I pulled away from our embrace so I could look at him, so he would know.  “You already did,” I said and leaned close, planting a soft kiss squarely on his lips.

I snuck out of the quilts, careful not to lift them, and set to work in the kitchen.  I went all out and made pancakes, eggs, sausage and biscuits (the Pillsbury kind).  Too bad I didn’t have any fruit, but I had strawberry jam to put on the biscuits.  Perfect!

“Do you like strawberry jam on your biscuit?” I called from the kitchen.

“Yes,” was Robert’s muffled answer; a man after my own heart.  I felt bad that I had him all tucked and covered in my living room, but I had no other ready idea to make sure the sun wouldn’t hurt him.  Besides, the sun would set at around six.  It was only a few hours, and I would keep him company.

I brought him a plate covered with Saran wrap and a travel mug with black coffee.  I sneaked them both into his mountain of quilts and then went to get my own.  Then we both settled comfortably to eat.

“Do you always cook so much?” he asked between bites.  I could hear his fork clinking on the plate, so I knew he was a busy mountain.

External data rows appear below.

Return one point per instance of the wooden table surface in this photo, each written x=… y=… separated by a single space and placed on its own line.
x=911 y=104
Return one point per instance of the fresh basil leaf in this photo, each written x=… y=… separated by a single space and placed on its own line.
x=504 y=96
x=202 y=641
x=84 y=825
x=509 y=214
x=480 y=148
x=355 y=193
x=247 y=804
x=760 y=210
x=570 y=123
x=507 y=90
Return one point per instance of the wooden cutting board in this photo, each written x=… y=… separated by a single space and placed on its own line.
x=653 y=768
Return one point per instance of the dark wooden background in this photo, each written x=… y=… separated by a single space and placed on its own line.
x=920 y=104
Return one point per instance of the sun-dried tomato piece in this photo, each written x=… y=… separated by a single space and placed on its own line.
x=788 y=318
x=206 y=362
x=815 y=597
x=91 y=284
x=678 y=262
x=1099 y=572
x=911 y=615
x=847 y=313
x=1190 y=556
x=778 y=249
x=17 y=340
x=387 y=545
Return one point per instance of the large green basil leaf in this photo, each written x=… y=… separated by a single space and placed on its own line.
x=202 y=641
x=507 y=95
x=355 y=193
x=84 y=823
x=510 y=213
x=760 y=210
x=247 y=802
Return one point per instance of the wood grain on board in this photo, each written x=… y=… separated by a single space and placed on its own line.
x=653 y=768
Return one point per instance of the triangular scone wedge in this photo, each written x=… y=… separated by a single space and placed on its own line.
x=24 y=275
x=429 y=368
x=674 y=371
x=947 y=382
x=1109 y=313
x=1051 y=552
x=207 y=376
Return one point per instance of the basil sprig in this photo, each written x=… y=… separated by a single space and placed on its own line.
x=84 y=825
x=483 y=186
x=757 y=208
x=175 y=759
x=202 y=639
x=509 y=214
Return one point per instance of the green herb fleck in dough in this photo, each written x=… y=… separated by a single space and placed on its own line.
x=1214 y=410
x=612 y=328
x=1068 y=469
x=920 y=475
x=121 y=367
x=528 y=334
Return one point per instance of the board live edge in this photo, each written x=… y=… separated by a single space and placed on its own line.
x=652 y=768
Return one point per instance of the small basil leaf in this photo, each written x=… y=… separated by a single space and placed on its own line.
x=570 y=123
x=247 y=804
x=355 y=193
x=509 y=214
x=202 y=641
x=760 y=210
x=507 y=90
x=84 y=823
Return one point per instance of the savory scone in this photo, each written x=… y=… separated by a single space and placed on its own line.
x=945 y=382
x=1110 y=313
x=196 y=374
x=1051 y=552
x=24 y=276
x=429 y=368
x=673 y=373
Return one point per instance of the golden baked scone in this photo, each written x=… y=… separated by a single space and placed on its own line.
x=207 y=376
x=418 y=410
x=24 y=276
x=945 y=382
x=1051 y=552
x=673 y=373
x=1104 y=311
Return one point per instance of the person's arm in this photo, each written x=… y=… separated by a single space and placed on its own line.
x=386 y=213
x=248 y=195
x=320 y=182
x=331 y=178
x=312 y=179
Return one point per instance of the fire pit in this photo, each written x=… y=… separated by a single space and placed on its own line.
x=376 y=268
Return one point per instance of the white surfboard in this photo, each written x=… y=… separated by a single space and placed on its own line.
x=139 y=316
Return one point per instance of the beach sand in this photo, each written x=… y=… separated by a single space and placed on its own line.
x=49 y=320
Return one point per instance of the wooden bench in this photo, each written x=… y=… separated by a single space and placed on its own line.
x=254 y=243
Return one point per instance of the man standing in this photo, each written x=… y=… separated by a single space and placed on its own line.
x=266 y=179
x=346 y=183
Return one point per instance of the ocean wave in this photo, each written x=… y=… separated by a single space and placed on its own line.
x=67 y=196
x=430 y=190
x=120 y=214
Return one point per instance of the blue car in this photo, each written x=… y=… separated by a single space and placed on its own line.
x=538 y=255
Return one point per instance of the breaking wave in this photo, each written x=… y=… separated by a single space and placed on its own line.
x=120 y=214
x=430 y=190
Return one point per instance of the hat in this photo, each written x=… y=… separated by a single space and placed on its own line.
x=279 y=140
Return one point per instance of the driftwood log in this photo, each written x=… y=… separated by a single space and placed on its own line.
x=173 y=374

“No, not very often.  If I had made breakfast just for me I would have made a ton of pancakes and nothing else.  But you probably need something a bit healthier, so I gave you protein.  Sorry about the lack of Vitamin C.  Do you want some orange juice?”

Robert laughed and declined.  “I’ll be too full to put anything else in my stomach when I’m done.”

“Good, I’m glad.  You seemed very hungry yesterday, I was worried.”

“You would be,” he mumbled, but I heard him.  “You care for me,” he said a little louder.

“Yes I do.  Why were you so hungry and so tired?  I don’t mind feeding you and letting you crash here, but… I care for you.  So what’s the deal?”

There was a pause and I heard him set the fork down on the plate.  “I find that when I’m well-fed and strong, I have little control over my fangs.  They come out at the slightest provocation.”

I couldn’t believe what I was hearing.  “So you were starving yourself!  Robert!”

“I hate what I am,” he said in a growl.

That shut me up good.  I knew most vampires had been turned against their will, but I never thought they hated their existence afterwards.  What had been done to Robert?  My heart broke.  And here I’d been pushing him away because he was a vampire and I didn’t want to hurt him.  Instead I’d ended up hurting him more.

I set my half-eaten plate on the coffee table and snuck back under the quilts.  I couldn’t see but he let me sit back on his lap, placing his plate on my lap.  I was going to try to soothe him, but words failed.  I put my head on his shoulder and gave him a soft jolt, feeling his chest fill up with air and the sweet trembling of his body.

“Please don’t do this out of pity.  I couldn’t stand it,” he said, his voice shaky.

“Robert,” I warned him with my voice.  “If you say something like that ever again, I will hit you.  Or better yet, I will zap you.”  He scoffed.  I continued.  “Fine, don’t believe me, but stop assuming you know what I’m feeling for you when you don’t.  Why don’t you ask me outright?”

“I’m afraid of the answer.”

“You shouldn’t be.  I barely ever lie, and you already know that I can’t seem to shut up around you.”